22 November 2013
The Australian Council of Social Service says it opposes any suggestion of lifting the pension age to 70 until working age payments are adequate and superannuation tax breaks for older people are delayed and reformed, following the release of today’s new Productivity Commission report, An Ageing Australia: Preparing for the Future.
“We agree that there is a problem, however the solution lies elsewhere,” said ACOSS CEO Dr Cassandra Goldie. “The real problem is the enormous difference between pensions and allowance payments, the ability of people to take their super at 55 years of age and our unfair and wasteful super tax concession system, which is skewed to people on higher incomes.”
“We understand that we face a budget challenge and to fix it Governments will have to re-balance their budgets – to restore public revenue, remove wasteful and poorly targeted spending and replace it with overdue action to close the major gaps in the community’s social safety net.
“The gap between Newstart Allowance and the Aged Pension, for instance, is now $150 per week and this difference will continue to grow because they are indexed differently. We see this as a necessary first step before we contemplate a further increase in the pension age that would condemn many more people to poverty in their later years.
“Above all we need major reform of Australia’s retirement system. A fundamental problem is that people can retire on super at 55 or keep working and pay tax at just 15 per cent by churning their wage through super accounts. This is the rort, not the age pension.
“It is not acceptable for a 55 year old unemployed person with a disability to be forced to live on $35 a day for up to another 3-5 years while their well-off neighbour of the same age can reduce their tax rate from 45% to 15% by churning their wages through their super account.
“The fact is that one third of all tax breaks for contributions go to the top 10 per cent of wage earners, earning more than $100,000, a significant proportion of whom wouldn’t be entitled to the pension in any event and will save for retirement with or without tax concessions. There is an inbuilt bias in favour of higher earners and is simply unsustainable due to its ballooning cost (now $32 billion per year). The Treasury estimates tax concessions for private super will soon exceed the age pension.
“We also need to address the many barriers to workforce participation for older people and do more to enable older people the flexibility to stay in paid employment.

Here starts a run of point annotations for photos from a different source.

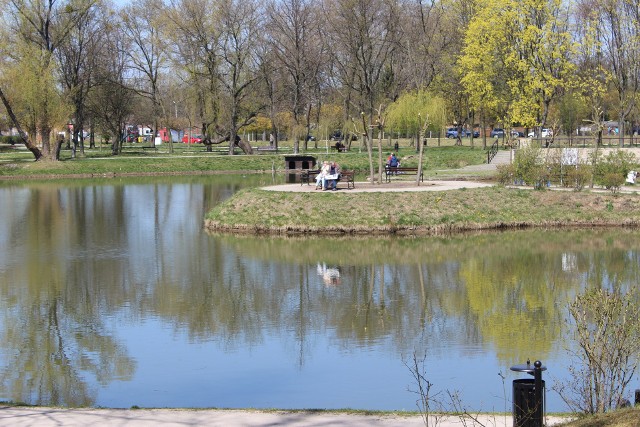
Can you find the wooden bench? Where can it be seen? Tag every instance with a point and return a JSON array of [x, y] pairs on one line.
[[307, 175], [267, 149], [391, 171], [348, 176]]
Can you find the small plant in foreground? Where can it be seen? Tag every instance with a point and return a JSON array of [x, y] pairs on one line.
[[606, 328]]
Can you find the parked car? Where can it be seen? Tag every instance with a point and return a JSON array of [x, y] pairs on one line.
[[193, 139], [497, 133], [453, 133], [546, 133], [337, 136]]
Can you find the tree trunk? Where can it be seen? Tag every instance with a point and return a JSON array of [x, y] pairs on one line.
[[25, 139]]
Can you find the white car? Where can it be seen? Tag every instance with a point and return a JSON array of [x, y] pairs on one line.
[[546, 133]]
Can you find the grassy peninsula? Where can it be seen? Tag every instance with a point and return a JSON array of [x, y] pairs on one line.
[[441, 212]]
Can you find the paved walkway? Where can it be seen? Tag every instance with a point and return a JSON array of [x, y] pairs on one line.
[[393, 186]]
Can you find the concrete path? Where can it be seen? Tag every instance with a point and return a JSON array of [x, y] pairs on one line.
[[393, 186]]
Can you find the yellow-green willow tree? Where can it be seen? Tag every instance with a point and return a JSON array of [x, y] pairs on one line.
[[517, 59], [35, 31]]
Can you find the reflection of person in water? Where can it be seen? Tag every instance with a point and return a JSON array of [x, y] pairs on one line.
[[330, 276]]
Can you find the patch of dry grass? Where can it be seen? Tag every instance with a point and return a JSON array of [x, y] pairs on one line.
[[260, 211]]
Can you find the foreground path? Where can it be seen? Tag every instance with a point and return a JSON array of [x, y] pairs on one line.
[[394, 186], [45, 417]]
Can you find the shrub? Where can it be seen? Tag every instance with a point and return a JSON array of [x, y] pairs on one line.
[[506, 174], [606, 328], [612, 181], [578, 177], [611, 170], [527, 165]]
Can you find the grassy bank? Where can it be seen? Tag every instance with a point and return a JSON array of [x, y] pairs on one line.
[[260, 211], [17, 163]]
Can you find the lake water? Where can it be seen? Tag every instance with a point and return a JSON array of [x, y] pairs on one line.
[[113, 295]]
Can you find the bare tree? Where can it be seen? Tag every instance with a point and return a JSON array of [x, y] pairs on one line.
[[363, 38], [141, 25], [239, 22], [77, 57], [294, 35], [112, 98]]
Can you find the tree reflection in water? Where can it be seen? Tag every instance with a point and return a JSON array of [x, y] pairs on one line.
[[82, 266]]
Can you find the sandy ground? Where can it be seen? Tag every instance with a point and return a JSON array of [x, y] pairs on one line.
[[45, 417]]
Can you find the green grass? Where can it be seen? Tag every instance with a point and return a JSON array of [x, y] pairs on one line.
[[256, 210], [194, 159]]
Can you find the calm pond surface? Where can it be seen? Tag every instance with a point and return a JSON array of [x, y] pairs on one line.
[[113, 295]]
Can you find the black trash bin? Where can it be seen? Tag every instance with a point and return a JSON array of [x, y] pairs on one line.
[[528, 396], [527, 411]]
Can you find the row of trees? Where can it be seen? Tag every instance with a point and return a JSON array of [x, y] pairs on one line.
[[298, 66]]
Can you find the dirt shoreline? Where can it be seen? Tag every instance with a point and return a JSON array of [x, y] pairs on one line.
[[45, 417]]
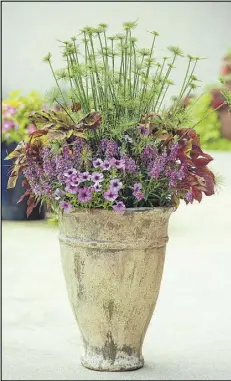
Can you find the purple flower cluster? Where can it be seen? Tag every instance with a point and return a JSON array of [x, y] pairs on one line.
[[149, 154], [106, 165], [113, 193], [109, 148], [129, 164], [158, 166], [137, 191], [173, 152]]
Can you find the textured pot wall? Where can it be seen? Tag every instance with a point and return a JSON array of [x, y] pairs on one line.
[[113, 266]]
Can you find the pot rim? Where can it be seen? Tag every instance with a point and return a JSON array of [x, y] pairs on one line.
[[125, 212]]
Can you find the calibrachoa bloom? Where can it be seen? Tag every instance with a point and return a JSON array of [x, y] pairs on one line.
[[59, 193], [97, 177], [85, 176], [97, 163], [115, 185], [84, 194], [116, 163], [97, 187], [119, 207], [106, 165], [66, 206], [138, 195], [110, 195]]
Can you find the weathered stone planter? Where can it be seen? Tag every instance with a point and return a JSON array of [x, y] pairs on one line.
[[113, 266]]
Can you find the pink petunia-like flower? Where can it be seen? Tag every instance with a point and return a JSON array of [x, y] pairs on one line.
[[97, 177], [85, 176], [97, 163], [66, 206], [85, 194], [71, 189], [116, 185], [110, 195], [119, 207], [137, 187], [8, 111], [97, 187], [31, 128], [119, 164], [106, 165], [70, 172], [8, 125], [74, 180], [59, 193], [138, 195]]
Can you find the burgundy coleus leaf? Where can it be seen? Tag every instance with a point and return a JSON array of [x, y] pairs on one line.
[[27, 193], [197, 194], [209, 179]]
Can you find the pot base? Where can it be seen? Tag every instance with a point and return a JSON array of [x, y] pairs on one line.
[[121, 364]]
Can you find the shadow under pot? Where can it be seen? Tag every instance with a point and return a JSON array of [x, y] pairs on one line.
[[10, 209]]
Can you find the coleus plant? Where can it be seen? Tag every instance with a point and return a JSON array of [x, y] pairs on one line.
[[114, 144], [16, 109]]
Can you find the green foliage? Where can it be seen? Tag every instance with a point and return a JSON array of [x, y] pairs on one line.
[[115, 77], [23, 106]]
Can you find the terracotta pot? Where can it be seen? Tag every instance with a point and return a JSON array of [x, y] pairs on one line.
[[113, 266]]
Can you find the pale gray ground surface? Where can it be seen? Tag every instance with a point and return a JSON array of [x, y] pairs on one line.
[[190, 334]]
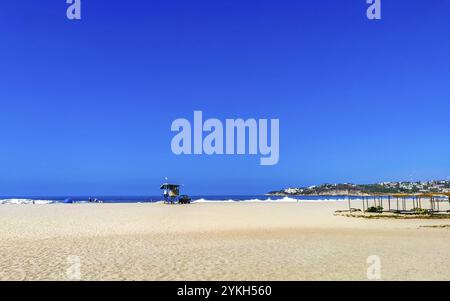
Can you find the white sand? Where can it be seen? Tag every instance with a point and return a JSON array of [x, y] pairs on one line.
[[215, 241]]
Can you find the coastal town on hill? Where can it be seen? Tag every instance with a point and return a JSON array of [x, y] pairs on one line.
[[437, 186]]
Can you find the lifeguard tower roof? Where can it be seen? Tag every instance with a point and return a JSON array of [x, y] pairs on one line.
[[169, 186]]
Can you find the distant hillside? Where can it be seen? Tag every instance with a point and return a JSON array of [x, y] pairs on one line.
[[367, 189]]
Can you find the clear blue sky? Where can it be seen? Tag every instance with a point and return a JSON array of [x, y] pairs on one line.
[[86, 106]]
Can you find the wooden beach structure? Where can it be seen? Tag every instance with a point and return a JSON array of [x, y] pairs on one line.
[[402, 203], [171, 194]]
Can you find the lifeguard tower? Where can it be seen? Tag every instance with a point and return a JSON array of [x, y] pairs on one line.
[[171, 193]]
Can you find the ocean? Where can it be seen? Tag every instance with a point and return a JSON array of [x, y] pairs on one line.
[[154, 199]]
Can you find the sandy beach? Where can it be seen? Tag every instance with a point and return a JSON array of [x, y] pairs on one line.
[[215, 241]]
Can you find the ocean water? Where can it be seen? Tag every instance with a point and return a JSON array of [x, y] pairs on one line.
[[153, 199]]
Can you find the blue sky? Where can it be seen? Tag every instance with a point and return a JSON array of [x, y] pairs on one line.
[[86, 106]]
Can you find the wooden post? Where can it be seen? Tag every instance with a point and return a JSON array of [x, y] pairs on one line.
[[349, 204]]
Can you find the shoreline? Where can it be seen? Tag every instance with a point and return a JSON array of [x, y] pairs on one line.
[[216, 241]]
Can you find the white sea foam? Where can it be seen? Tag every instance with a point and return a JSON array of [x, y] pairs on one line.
[[269, 200], [24, 202]]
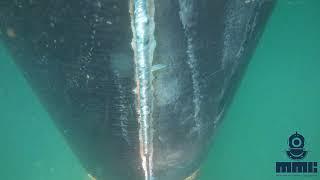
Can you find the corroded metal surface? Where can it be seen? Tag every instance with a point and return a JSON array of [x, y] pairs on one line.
[[137, 87]]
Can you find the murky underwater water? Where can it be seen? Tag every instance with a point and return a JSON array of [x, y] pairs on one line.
[[279, 94]]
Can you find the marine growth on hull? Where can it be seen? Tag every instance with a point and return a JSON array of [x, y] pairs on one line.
[[137, 87]]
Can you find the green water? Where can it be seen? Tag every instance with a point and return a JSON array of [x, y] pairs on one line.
[[280, 94]]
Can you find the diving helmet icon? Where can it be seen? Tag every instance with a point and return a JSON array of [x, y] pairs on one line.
[[296, 147]]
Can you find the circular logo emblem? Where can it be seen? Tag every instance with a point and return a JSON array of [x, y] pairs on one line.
[[296, 147]]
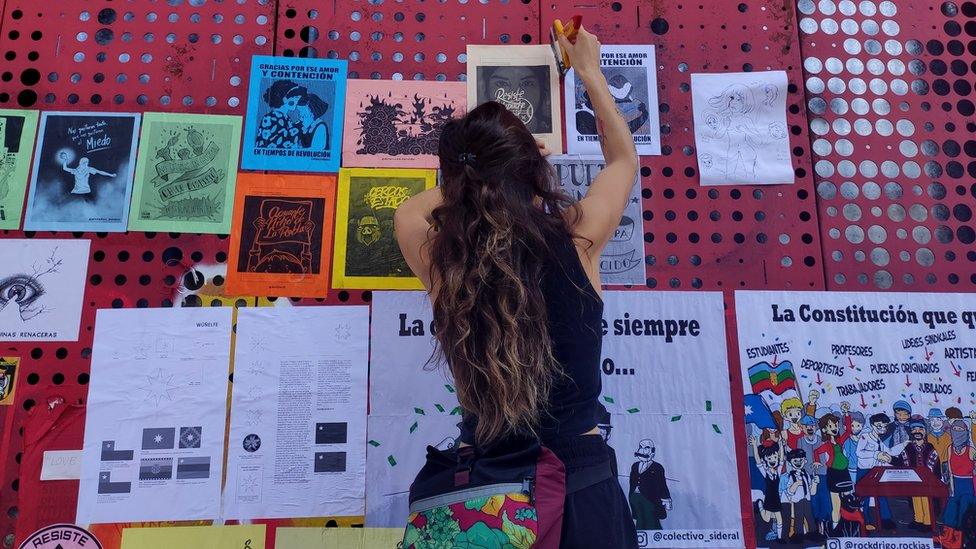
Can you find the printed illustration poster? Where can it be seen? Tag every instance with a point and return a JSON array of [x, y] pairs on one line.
[[294, 114], [298, 419], [622, 260], [18, 129], [851, 397], [631, 73], [367, 254], [397, 123], [186, 173], [282, 235], [740, 128], [671, 427], [42, 285], [83, 171], [525, 80], [157, 404], [8, 379]]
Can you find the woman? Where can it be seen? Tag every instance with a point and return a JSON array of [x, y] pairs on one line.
[[512, 267]]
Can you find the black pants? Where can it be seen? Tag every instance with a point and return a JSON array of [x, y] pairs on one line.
[[597, 517]]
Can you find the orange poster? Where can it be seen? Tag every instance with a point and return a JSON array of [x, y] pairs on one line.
[[282, 235]]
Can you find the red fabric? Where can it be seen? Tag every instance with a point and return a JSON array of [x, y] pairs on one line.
[[53, 501], [550, 497]]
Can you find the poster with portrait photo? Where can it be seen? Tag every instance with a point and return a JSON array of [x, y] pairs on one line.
[[367, 254], [741, 132], [622, 260], [282, 235], [17, 128], [83, 172], [525, 80], [294, 114], [631, 73]]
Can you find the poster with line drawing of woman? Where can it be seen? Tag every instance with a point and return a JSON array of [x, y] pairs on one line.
[[740, 128]]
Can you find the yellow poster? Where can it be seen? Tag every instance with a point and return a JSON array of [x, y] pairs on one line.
[[337, 538], [366, 252], [8, 378], [195, 537]]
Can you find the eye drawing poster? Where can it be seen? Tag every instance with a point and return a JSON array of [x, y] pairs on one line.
[[622, 260], [282, 235], [397, 124], [186, 173], [42, 286], [156, 415], [294, 114], [17, 128], [740, 128], [525, 80], [83, 170], [367, 254], [631, 73], [297, 445]]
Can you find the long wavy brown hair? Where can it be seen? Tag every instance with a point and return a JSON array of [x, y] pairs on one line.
[[501, 211]]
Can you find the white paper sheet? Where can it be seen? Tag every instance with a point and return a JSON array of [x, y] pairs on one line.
[[157, 403], [298, 419], [622, 260], [42, 284], [631, 73], [740, 128]]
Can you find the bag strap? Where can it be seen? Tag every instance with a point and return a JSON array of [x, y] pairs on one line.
[[588, 476]]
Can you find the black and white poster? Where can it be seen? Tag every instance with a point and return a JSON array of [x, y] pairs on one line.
[[83, 172]]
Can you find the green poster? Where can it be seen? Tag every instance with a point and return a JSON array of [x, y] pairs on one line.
[[186, 173], [18, 129]]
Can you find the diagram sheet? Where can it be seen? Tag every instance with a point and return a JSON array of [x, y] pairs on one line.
[[154, 433], [298, 419]]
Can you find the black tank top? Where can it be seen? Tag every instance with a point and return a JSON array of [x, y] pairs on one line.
[[575, 313]]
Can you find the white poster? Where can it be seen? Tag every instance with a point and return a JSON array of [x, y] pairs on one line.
[[622, 260], [157, 404], [298, 418], [397, 448], [42, 284], [666, 385], [631, 73], [868, 395], [740, 128]]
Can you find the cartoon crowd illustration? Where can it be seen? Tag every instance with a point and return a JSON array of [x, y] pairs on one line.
[[846, 470]]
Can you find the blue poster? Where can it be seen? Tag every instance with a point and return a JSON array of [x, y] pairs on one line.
[[83, 170], [294, 114]]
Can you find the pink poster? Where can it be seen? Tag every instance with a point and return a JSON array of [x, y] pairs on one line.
[[396, 124]]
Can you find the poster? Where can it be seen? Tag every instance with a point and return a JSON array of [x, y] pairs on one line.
[[525, 80], [298, 418], [8, 379], [18, 129], [666, 390], [186, 173], [42, 284], [157, 404], [294, 114], [83, 170], [631, 73], [622, 260], [282, 235], [249, 536], [841, 390], [740, 128], [397, 123], [367, 254]]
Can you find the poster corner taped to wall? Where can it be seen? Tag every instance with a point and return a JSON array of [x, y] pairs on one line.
[[366, 251]]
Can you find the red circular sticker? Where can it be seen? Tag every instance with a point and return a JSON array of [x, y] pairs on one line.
[[61, 536]]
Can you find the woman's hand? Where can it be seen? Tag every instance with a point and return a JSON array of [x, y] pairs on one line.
[[584, 55]]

This requires a focus on addressing age discrimination in the workplace and the community and looking at strategies which enable older people greater flexibility in the workplace as they grow older.
“We need a national debate about what are reasonable community expectations of government and an inclusive and considered process to make the long term structural changes we need to make as a nation. This should involve a preparedness to put all issues on the table.
“We hope the up-coming tax reform process announced by the new federal Government will allow all these issues to be laid out so we can begin the work of addressing our longer term fiscal challenge,” Dr Goldie said.